On the other hand, animal studies on ketosis-induced interventions after KD have not found neither acute nor chronic changes in hypertrophic response in skeletal muscle, when strength exercises were performed, in comparison with a mixed diet of macronutrients [50]; however, a reduction in FM was observed in these rodents [51]. Although these results were obtained in animal models, it seems that these effects are similar but not extrapolable to humans. Our study involved resistance-trained young men with an RT program intervention focused on mechanical tension to generate changes in LBM, considering this as one of the main factors of RT-induced muscle hypertrophy [29, 52, 53]. Also, a 3 min-rest pause between sets and short time under tension was considered, to discourage a dramatic decrease in muscle glycogen. Subsequently, comparison of changes in variables, by one-factor ANOVA, revealed a difference between means in all groups regarding BW and LBM; in fact, there was an increase in LBM (1.3 [0.5,2.2] kg; p < 0.05) in the NKD group, leading to an increase in BW (− 0.9 [− 2.3, 0.6] kg; p < 0.05). Figure 3 shows significant differences in BW and LBM for NKD group; and FM and VAT for KD group. Likewise, post-hoc analysis showed significant difference in the BW and LBM between KD and NDK groups. These results are in agreement with those obtained by Rauch et al. [54], who compared the effects of a KD (5% CHO, 75% fat and 20% protein) with a traditional western diet (55% CHO, 25% fat and 20% protein) in men undergoing RT training (n = 26), during 11 weeks. These authors also found a decrease in FM in the KD group but, unlike our results, there was an increase in LBM.

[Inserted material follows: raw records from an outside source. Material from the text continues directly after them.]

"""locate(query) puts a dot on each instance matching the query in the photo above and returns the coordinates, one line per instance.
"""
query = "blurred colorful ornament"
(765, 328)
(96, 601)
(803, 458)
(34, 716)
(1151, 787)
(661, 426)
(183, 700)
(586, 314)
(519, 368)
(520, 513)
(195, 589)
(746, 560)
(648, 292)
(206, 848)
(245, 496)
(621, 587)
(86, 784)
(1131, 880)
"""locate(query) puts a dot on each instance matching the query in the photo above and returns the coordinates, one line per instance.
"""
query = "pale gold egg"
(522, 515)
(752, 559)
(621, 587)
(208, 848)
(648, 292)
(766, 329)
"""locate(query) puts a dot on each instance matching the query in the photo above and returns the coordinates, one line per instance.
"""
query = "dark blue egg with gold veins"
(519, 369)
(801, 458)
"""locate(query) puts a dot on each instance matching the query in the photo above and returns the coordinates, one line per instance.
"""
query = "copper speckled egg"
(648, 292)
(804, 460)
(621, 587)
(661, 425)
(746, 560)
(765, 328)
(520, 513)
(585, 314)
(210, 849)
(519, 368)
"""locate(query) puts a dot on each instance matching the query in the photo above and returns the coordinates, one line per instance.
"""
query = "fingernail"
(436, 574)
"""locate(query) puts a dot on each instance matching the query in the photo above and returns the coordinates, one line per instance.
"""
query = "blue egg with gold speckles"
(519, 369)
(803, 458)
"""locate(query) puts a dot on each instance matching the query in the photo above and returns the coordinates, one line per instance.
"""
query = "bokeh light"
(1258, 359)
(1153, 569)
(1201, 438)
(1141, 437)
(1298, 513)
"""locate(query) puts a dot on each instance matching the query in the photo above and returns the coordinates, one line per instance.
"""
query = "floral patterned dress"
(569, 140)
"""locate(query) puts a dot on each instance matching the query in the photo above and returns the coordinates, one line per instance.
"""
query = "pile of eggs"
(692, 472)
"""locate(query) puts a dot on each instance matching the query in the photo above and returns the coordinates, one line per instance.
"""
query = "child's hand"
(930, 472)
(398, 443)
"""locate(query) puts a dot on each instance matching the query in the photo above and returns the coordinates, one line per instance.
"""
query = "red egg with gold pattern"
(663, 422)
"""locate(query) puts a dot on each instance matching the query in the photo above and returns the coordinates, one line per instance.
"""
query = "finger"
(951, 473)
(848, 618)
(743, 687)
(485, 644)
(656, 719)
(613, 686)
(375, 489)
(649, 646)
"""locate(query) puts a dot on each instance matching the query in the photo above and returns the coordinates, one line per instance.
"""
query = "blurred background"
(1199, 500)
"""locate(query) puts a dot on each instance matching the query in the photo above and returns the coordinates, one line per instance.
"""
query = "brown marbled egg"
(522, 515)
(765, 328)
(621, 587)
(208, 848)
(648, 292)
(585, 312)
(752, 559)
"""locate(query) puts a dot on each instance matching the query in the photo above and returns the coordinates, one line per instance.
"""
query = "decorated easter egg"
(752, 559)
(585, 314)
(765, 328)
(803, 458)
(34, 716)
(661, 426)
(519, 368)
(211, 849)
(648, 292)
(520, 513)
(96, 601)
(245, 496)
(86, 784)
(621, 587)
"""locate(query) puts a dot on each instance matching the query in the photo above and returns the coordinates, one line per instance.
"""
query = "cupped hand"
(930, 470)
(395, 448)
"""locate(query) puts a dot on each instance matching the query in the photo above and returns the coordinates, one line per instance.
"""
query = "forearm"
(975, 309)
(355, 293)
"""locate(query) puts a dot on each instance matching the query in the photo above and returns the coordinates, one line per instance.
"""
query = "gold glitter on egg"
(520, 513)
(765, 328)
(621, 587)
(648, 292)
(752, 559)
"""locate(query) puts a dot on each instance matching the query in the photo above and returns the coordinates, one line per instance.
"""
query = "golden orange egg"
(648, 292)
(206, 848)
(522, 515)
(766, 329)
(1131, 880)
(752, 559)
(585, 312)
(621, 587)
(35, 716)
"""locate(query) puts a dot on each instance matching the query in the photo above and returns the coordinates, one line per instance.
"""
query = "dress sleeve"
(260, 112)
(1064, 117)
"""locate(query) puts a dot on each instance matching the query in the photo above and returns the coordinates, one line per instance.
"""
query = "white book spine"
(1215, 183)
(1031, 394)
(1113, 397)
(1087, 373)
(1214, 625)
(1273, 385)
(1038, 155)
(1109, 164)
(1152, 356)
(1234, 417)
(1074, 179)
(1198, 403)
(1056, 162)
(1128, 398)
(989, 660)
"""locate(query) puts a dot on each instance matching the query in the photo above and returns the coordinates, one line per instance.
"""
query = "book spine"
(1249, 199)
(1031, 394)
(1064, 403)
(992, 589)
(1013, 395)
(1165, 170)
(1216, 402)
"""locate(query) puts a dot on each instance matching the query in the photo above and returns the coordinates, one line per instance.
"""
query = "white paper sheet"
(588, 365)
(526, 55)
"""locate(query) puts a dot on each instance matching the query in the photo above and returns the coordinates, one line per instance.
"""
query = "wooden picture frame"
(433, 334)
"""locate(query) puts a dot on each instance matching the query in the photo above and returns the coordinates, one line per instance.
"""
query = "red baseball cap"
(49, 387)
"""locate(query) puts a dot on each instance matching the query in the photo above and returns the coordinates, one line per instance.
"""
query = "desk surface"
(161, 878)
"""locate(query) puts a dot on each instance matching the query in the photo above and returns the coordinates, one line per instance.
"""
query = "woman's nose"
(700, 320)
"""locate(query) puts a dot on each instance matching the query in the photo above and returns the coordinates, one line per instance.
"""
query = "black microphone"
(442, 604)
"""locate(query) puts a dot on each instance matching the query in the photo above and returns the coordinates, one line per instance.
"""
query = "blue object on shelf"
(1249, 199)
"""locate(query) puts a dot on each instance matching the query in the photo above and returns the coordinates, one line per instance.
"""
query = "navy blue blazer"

The results of the present study are in accordance with the preliminary hypothesis, since analysis of the data showed a significant reduction in FM and VAT in resistance-trained men undergoing a KD while participating in a RT program; however, no changes were seen in LBM in this group. The clinical significance is the reduction in VAT, which could have health benefit because of its inverse correlation to cardiometabolic disease [55, 56]. Regarding to LBM, an adequate carbohydrate intake (non-ketogenic or conventional dietary approach), in conjunction with a caloric surplus and a higher protein intake, might be the most viable option for inducing muscle hypertrophy after RT.


This study has several limitations that should be mentioned. Firstly, this research only included body composition measurements and did not include blood measures. In addition, limited outcome measurements, small number of subjects and intervention time (8 weeks) reduce the impact of the study. On the other hand, dietary assessment of appetite suppression by high-fat diet was not performed. So, it is possible to have variations in energy intake even though participants were instructed to follow specific dietary recommendations. Moreover, since KD may affect negatively training volume, we should consider integrating performance measurements or load volume to see changes. In addition, rated perceived exertion might give interesting information about changes during KD adaptation and progression of RT protocol.

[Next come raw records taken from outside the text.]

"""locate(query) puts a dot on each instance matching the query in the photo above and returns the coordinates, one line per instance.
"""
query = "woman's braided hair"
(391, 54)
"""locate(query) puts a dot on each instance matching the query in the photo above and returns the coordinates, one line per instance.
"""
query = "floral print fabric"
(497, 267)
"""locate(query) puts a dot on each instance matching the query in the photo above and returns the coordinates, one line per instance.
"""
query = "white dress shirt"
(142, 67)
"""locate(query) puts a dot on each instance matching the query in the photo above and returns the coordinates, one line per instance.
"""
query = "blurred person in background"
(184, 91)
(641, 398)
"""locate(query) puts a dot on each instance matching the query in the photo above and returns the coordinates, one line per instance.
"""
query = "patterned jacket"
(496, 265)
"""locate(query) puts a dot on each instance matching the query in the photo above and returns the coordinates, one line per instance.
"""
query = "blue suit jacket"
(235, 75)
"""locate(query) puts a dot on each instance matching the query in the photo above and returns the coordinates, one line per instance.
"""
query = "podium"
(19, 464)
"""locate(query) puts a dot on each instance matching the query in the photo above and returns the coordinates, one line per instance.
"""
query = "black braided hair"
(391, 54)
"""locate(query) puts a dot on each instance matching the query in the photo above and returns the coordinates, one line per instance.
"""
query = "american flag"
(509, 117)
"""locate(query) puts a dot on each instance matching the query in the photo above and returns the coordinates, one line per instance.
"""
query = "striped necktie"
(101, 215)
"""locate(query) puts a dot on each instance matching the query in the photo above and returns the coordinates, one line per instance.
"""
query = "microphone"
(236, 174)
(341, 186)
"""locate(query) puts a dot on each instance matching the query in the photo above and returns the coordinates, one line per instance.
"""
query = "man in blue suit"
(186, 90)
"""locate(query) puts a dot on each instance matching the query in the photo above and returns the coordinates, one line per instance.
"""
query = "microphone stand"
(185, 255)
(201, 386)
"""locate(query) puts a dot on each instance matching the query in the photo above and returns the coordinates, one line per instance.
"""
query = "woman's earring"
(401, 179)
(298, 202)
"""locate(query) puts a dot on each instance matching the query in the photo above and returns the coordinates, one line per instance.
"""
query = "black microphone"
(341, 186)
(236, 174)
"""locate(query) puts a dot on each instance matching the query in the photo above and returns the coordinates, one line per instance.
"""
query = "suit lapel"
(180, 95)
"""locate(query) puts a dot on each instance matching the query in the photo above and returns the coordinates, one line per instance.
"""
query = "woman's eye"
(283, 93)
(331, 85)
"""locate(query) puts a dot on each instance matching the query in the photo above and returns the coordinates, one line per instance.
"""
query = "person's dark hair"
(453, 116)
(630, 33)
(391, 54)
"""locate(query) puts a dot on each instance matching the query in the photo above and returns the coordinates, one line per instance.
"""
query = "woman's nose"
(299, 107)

According to our results, we concluded that subjects who underwent RT during a KD experienced a greater reduction in FM and VAT, when compared to the NKD group. The greater reduction in VAT may have some clinical relevance due to its inverse association to cardio-metabolic risk. Further studies are necessary to evaluate the advantages of this combination (RT and KD) in subjects with excess of body FM, with particular attention to the reported significant reduction in VAT, which might be highly beneficial to this population given that LBM is maintained. Indeed, this research showed no significant changes nor effect size on LBM, despite hyperenergetic condition and high protein intake (2.0 g∙kg− 1⋅d− 1) in resistance-trained men of the KD group. Thus, we conclude that low-carbohydrate dietary approaches, such as KD, would not be an optimum strategy for building muscle mass in trained men under the training conditions of this study (mechanical tension-focused RT protocol during 8 weeks).